If the team is going to take advantage of an NFC East that’s weaker than a cell phone’s signal in the woods, they have to quit allowing themselves to fall into immediate deficits.
Grabbing a lead, or even just staying even, will help their pass rush remain a factor and make life easier on their offense.
Per Pro Football Reference, Washington has missed 30 tackles already. Only five defenses in the NFL have been more unreliable in that aspect.
The back end is where the missed tackles have felt particularly frequent, and PFR’s data supports that. Landon Collins (six) and Troy Apke (four) are responsible for a third of the overall count. Collins is the roster's leader, while Apke is tied with Kevin Pierre-Louis for second.

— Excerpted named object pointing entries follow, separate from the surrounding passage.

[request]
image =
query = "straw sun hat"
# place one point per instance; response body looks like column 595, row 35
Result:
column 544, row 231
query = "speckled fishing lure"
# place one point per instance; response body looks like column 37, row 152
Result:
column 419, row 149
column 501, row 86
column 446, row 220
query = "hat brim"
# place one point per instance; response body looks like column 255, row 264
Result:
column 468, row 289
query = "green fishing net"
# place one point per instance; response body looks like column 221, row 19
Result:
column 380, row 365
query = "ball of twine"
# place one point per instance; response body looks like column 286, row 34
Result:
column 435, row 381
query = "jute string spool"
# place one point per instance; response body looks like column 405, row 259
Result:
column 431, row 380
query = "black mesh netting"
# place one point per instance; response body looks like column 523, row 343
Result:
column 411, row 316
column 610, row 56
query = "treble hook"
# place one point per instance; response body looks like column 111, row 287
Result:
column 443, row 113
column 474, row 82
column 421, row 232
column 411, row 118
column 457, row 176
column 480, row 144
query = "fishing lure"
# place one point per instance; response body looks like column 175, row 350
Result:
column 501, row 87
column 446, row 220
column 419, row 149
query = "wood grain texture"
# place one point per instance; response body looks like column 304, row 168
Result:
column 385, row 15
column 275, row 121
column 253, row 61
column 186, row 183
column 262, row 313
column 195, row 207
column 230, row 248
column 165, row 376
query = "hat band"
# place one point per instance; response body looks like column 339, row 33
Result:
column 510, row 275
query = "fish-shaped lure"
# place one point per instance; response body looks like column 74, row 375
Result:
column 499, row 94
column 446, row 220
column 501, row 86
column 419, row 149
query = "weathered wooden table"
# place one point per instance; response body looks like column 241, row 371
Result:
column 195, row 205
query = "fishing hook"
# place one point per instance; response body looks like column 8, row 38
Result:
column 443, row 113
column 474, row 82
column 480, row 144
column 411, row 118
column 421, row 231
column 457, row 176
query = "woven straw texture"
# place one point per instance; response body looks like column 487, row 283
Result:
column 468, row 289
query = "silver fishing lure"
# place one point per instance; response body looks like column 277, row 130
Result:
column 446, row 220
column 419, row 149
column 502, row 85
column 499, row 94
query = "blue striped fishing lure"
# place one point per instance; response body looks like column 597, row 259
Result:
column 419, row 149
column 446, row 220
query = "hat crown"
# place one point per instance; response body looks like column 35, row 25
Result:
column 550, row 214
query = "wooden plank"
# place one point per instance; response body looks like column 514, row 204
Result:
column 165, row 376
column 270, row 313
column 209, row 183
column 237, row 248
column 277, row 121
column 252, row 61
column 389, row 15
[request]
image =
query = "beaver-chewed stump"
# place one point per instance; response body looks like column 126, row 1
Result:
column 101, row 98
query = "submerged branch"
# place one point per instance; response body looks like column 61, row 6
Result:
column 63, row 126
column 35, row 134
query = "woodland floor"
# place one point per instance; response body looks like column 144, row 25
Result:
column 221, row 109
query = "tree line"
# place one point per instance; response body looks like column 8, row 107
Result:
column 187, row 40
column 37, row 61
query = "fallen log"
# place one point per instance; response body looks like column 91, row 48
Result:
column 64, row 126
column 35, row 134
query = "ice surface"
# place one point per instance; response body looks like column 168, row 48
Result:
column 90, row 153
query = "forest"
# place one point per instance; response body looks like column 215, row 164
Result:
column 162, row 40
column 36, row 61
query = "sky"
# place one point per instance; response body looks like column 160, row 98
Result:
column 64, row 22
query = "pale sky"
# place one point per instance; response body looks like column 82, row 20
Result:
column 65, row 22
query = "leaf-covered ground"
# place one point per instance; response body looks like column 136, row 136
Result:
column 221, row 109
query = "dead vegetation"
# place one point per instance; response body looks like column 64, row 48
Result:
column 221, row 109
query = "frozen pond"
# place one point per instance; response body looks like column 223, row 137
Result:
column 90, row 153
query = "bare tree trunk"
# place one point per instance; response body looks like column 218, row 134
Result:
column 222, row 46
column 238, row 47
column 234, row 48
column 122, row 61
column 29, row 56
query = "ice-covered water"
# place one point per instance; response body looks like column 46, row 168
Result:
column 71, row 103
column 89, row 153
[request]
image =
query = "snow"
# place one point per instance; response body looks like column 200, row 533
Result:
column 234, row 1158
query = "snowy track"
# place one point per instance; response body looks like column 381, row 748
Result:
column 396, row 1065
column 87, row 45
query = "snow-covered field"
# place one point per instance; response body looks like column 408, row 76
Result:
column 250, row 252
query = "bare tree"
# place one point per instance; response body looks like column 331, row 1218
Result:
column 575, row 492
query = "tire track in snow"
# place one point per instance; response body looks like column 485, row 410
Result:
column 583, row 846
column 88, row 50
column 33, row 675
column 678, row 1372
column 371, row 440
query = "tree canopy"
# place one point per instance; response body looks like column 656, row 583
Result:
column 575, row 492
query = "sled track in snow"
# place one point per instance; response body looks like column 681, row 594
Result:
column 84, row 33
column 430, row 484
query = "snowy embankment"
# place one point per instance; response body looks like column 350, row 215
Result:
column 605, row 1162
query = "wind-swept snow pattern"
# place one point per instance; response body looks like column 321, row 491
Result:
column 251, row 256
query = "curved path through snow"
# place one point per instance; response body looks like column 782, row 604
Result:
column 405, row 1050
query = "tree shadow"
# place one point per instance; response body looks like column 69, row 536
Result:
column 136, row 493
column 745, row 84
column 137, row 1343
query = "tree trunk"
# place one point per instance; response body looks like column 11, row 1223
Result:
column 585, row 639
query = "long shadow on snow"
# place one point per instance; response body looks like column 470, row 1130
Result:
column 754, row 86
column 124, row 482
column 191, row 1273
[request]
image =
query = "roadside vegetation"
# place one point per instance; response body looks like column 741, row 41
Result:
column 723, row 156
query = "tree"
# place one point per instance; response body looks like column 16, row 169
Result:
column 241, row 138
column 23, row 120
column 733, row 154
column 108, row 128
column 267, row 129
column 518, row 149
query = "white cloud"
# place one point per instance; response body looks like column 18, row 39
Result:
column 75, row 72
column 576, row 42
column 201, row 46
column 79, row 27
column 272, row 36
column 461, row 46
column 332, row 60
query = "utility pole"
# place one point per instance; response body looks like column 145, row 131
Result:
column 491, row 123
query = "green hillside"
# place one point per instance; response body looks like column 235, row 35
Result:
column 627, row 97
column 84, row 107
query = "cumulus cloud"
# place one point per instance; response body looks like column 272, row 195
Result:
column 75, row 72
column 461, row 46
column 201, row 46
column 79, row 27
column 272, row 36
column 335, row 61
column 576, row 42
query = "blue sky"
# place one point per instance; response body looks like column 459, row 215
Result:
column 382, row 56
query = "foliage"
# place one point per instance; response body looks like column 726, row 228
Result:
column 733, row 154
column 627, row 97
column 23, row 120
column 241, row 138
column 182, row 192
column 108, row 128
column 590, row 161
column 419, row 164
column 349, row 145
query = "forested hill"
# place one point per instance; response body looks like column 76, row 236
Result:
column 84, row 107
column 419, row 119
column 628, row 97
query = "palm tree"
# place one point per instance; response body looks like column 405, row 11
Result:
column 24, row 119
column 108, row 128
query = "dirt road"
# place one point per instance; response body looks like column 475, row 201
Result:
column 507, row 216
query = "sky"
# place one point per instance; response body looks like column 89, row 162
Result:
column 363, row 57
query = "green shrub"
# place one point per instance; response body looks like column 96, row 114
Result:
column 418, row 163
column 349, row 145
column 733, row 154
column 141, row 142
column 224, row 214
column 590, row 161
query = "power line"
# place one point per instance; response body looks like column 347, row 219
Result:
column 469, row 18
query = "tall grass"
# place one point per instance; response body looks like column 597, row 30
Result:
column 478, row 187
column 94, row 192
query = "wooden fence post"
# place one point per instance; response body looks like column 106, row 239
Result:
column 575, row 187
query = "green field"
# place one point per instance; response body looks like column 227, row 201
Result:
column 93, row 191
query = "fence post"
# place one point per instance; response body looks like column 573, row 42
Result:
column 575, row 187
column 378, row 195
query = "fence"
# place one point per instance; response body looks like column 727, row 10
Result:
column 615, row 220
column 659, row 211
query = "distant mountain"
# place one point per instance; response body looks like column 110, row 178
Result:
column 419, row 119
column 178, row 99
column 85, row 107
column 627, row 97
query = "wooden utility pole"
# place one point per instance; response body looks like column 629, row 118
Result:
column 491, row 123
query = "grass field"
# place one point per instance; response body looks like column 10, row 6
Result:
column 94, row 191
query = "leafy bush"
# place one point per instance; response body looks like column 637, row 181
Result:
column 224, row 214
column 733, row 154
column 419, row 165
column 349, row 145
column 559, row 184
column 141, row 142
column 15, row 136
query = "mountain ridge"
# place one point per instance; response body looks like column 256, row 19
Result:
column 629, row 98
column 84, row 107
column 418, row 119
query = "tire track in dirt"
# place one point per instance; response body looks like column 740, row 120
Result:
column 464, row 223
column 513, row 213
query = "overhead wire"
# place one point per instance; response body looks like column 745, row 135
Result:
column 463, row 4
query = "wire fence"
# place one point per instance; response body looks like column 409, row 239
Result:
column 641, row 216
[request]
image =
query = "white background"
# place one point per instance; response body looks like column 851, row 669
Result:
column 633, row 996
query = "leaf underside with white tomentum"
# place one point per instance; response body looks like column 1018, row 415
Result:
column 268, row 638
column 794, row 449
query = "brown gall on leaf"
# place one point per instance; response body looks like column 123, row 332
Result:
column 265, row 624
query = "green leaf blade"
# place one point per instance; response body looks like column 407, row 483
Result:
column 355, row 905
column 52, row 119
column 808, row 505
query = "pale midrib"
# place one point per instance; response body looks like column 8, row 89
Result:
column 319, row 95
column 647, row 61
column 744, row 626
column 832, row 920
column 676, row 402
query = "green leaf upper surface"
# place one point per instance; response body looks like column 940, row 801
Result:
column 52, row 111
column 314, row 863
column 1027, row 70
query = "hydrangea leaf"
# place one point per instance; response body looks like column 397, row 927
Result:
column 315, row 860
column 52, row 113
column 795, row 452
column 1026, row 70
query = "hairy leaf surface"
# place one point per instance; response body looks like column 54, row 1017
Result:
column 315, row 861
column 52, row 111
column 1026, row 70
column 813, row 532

When a safety can’t bring a ball carrier down, that usually spells doom. Look at both of Kyler Murray’s touchdown runs in Week 2 and Lamar Jackson’s 50-yard score in Week 4 as prime examples of that.
Collins and Apke aren’t alone in needing to be more disciplined and dependable, though. It’s a problem that all three levels of the group are contributing to, and if it isn’t corrected, it’ll keep preventing the defense from delivering on its preseason reputation.